Notre héros rougit et se garda de répondre.

– Ah! excusez-moi, j’ai complètement oublié, continua l’autre. Je connais votre goût. Nous sommes friands d’Allemandes minces et sveltes, Monsieur. Mais oui, toi, mon brave Iakov Petrovitch, et moi, nous sommes portés sur les minces Allemandes, non dépourvues de charme, toutefois. Nous louons des chambres chez elles, puis nous les séduisons. En échange de leurs petits plats, de leurs soupes à la bière et de leurs soupes au lait, nous leur offrons notre cœur et quelques traites… Voilà notre façon d’agir. Ah! sacré séducteur! Sacré Faublas!…
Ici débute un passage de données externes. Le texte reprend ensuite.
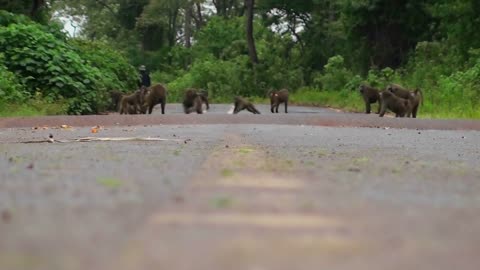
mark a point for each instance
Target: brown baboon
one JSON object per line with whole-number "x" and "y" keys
{"x": 397, "y": 105}
{"x": 156, "y": 94}
{"x": 193, "y": 101}
{"x": 242, "y": 104}
{"x": 416, "y": 97}
{"x": 204, "y": 96}
{"x": 116, "y": 97}
{"x": 144, "y": 91}
{"x": 370, "y": 95}
{"x": 130, "y": 104}
{"x": 278, "y": 97}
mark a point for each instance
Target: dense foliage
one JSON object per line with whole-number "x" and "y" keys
{"x": 318, "y": 49}
{"x": 47, "y": 64}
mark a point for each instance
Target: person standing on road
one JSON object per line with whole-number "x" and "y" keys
{"x": 144, "y": 77}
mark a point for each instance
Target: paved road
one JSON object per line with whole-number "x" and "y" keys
{"x": 251, "y": 194}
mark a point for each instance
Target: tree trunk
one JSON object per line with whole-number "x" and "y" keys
{"x": 252, "y": 51}
{"x": 188, "y": 24}
{"x": 199, "y": 21}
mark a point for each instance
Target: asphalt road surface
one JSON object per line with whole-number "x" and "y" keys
{"x": 313, "y": 189}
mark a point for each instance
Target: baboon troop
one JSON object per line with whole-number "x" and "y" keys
{"x": 193, "y": 100}
{"x": 399, "y": 100}
{"x": 242, "y": 104}
{"x": 370, "y": 95}
{"x": 278, "y": 97}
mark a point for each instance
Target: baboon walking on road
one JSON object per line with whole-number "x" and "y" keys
{"x": 156, "y": 94}
{"x": 370, "y": 95}
{"x": 130, "y": 104}
{"x": 415, "y": 97}
{"x": 278, "y": 97}
{"x": 397, "y": 105}
{"x": 116, "y": 97}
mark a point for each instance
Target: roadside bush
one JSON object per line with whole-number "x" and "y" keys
{"x": 50, "y": 66}
{"x": 222, "y": 79}
{"x": 10, "y": 88}
{"x": 116, "y": 72}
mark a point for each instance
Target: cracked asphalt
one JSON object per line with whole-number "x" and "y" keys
{"x": 314, "y": 189}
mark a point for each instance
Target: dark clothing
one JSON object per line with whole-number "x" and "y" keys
{"x": 144, "y": 79}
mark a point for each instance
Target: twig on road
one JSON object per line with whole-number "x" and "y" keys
{"x": 103, "y": 139}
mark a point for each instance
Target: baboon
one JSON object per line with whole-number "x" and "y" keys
{"x": 144, "y": 91}
{"x": 204, "y": 96}
{"x": 193, "y": 100}
{"x": 242, "y": 104}
{"x": 278, "y": 97}
{"x": 416, "y": 97}
{"x": 370, "y": 95}
{"x": 397, "y": 105}
{"x": 154, "y": 95}
{"x": 116, "y": 97}
{"x": 130, "y": 104}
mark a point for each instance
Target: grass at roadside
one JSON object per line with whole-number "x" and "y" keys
{"x": 33, "y": 108}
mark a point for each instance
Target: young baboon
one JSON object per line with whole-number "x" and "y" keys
{"x": 204, "y": 96}
{"x": 415, "y": 97}
{"x": 116, "y": 97}
{"x": 154, "y": 95}
{"x": 278, "y": 97}
{"x": 130, "y": 104}
{"x": 397, "y": 105}
{"x": 370, "y": 95}
{"x": 242, "y": 104}
{"x": 193, "y": 100}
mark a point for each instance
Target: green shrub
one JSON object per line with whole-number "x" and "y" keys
{"x": 116, "y": 72}
{"x": 222, "y": 79}
{"x": 10, "y": 88}
{"x": 48, "y": 65}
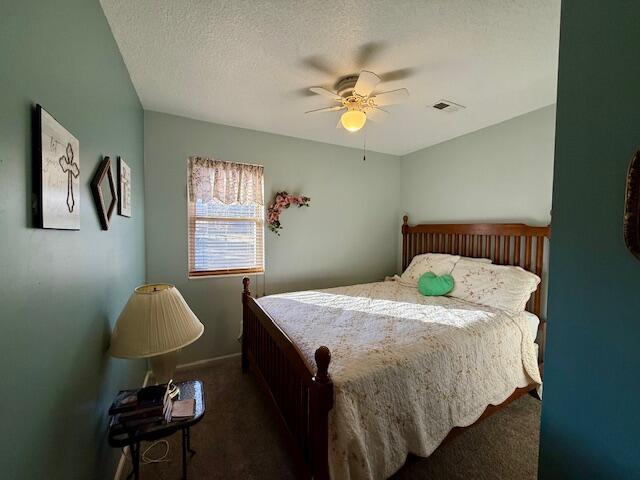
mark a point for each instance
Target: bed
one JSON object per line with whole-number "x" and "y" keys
{"x": 360, "y": 376}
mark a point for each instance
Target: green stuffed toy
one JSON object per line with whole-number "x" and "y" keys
{"x": 432, "y": 285}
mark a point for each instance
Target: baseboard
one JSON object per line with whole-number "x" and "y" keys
{"x": 123, "y": 457}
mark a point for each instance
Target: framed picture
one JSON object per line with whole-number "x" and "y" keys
{"x": 632, "y": 207}
{"x": 58, "y": 183}
{"x": 124, "y": 188}
{"x": 104, "y": 191}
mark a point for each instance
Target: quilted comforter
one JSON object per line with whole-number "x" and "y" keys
{"x": 406, "y": 368}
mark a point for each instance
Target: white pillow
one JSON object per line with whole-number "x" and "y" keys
{"x": 438, "y": 263}
{"x": 499, "y": 286}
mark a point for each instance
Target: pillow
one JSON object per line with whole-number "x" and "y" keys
{"x": 432, "y": 285}
{"x": 500, "y": 286}
{"x": 437, "y": 263}
{"x": 479, "y": 260}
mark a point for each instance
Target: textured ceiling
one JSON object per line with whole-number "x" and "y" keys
{"x": 247, "y": 63}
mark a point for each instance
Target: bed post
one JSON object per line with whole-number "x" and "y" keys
{"x": 246, "y": 294}
{"x": 405, "y": 243}
{"x": 321, "y": 401}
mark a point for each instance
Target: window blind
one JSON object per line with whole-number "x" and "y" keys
{"x": 226, "y": 218}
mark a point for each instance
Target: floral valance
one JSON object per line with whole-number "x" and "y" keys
{"x": 230, "y": 183}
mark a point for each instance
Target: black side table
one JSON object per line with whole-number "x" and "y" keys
{"x": 132, "y": 438}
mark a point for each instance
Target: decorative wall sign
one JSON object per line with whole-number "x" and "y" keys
{"x": 632, "y": 207}
{"x": 104, "y": 191}
{"x": 58, "y": 188}
{"x": 282, "y": 201}
{"x": 124, "y": 188}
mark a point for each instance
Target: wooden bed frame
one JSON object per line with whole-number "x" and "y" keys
{"x": 302, "y": 397}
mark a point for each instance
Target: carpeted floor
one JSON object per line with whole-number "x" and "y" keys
{"x": 238, "y": 439}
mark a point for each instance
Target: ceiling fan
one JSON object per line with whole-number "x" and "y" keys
{"x": 355, "y": 95}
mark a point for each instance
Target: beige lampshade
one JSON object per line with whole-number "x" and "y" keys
{"x": 155, "y": 320}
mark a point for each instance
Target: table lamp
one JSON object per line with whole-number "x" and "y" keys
{"x": 155, "y": 323}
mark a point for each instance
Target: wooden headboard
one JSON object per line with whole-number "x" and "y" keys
{"x": 504, "y": 243}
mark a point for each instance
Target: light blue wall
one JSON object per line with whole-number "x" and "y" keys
{"x": 502, "y": 173}
{"x": 349, "y": 234}
{"x": 61, "y": 291}
{"x": 590, "y": 414}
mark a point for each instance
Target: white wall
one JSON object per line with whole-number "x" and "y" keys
{"x": 501, "y": 173}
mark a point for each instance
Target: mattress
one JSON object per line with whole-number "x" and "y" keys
{"x": 406, "y": 368}
{"x": 533, "y": 321}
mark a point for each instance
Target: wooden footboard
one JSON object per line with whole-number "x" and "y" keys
{"x": 301, "y": 397}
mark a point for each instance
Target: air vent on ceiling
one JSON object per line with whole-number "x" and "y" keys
{"x": 447, "y": 106}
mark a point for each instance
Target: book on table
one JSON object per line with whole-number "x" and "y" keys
{"x": 136, "y": 408}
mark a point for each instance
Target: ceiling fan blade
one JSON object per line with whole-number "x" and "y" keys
{"x": 326, "y": 93}
{"x": 326, "y": 109}
{"x": 391, "y": 98}
{"x": 367, "y": 81}
{"x": 376, "y": 114}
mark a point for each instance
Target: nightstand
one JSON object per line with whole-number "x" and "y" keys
{"x": 132, "y": 437}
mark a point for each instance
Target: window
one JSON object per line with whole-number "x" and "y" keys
{"x": 226, "y": 217}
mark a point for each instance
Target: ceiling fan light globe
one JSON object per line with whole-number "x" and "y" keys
{"x": 353, "y": 120}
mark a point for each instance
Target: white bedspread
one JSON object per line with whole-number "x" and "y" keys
{"x": 406, "y": 368}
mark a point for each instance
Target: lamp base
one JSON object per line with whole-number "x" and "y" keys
{"x": 163, "y": 368}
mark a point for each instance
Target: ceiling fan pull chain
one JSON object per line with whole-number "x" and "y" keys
{"x": 364, "y": 147}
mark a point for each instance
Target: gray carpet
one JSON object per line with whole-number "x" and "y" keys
{"x": 238, "y": 439}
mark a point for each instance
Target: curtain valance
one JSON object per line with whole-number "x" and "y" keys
{"x": 230, "y": 183}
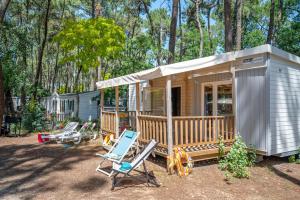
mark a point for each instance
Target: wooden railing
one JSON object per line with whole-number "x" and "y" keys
{"x": 108, "y": 122}
{"x": 187, "y": 130}
{"x": 197, "y": 130}
{"x": 153, "y": 127}
{"x": 132, "y": 118}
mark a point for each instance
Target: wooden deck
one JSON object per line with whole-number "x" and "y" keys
{"x": 197, "y": 135}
Ces allusions oiseuses et perfides étaient accompagnées d’aimables sourires et de cajoleries. L’hypocrite étalait ses sentiments amicaux et la joie, qu’il avait à se trouver en compagnie de M. Goliadkine. Mais notre héros n’était pas assez obtus et inexpérimenté pour se laisser prendre à ce jeu, ce que voyant, l’odieux personnage décida aussitôt de changer de tactique et de jouer cartes sur table. À peine eut-il proféré ces ignominies, qu’avec la plus révoltante familiarité, l’abject imposteur tripota longuement l’épaule de son voisin. Non content de ce manège, il se lança dans d’autres plaisanteries du plus mauvais goût. En dépit de la résistance et des protestations indignées de notre héros, il voulut rééditer son odieux exploit de la veille et lui pincer la joue. Devant une pareille impudence le sang de M. Goliadkine bouillonna. Toutefois notre héros se contint et garda le silence… Il attendait son heure.

– Ce sont là les arguments de mes ennemis, répondit-il enfin, d’une voix peu assurée, mais gardant la maîtrise de soi.

Au même moment notre héros jeta un regard inquiet vers la porte. Il craignait que son interlocuteur, visiblement très bien disposé, ne se livrât à quelque facétie particulièrement déplacée dans un endroit public et en général intolérable dans une société de bon ton.

– Dans ce cas, je m’incline, répliqua très sérieusement l’imposteur à l’affirmation de M. Goliadkine, en posant sa tasse, qu’il avait vidée avec une gloutonnerie indécente. Dans ce cas, ajouta-t-il, nous n’avons plus grand-chose à nous dire… Comment vous portez-vous actuellement, Iakov Petrovitch?

– Je ne vous dirai qu’une chose, Iakov Petrovitch, déclara notre héros avec calme et dignité, jamais je n’ai été votre ennemi.

– Humm! à voir! Et Petrouchka? Comment diable s’appelle-t-il? C’est bien Petrouchka, n’est-ce pas? Oui, c’est cela. Alors comment va-t-il? Bien, j’espère? Toujours le même?

– Il va bien, comme toujours, Iakov Petrovitch, répondit M. Goliadkine passablement surpris. Je ne sais pas ce que je dois penser, Iakov Petrovitch… mais, pour ma part, en toute loyauté et en toute franchise… enfin, convenez-en vous-même, Iakov Petrovitch…

– Ouais! Mais vous savez vous-même, Iakov Petrovitch, vous savez vous-même que les temps sont difficiles, répondit M. Goliadkine jeune, d’une voix triste et expressive, se donnant les airs d’un homme profondément affligé et repentant, d’un homme digne de commisération. Tenez, je vous prends à témoin, Iakov Petrovitch, ajouta-t-il avec l’évidente intention de flatter notre héros; vous êtes un homme intelligent, vous saurez juger équitablement… Non, la vie n’est pas un jeu, vous le savez vous-même, Iakov Petrovitch, conclut l’hypocrite imposteur sur le ton grave d’un monsieur intelligent et cultivé, apte à discuter des problèmes les plus élevés.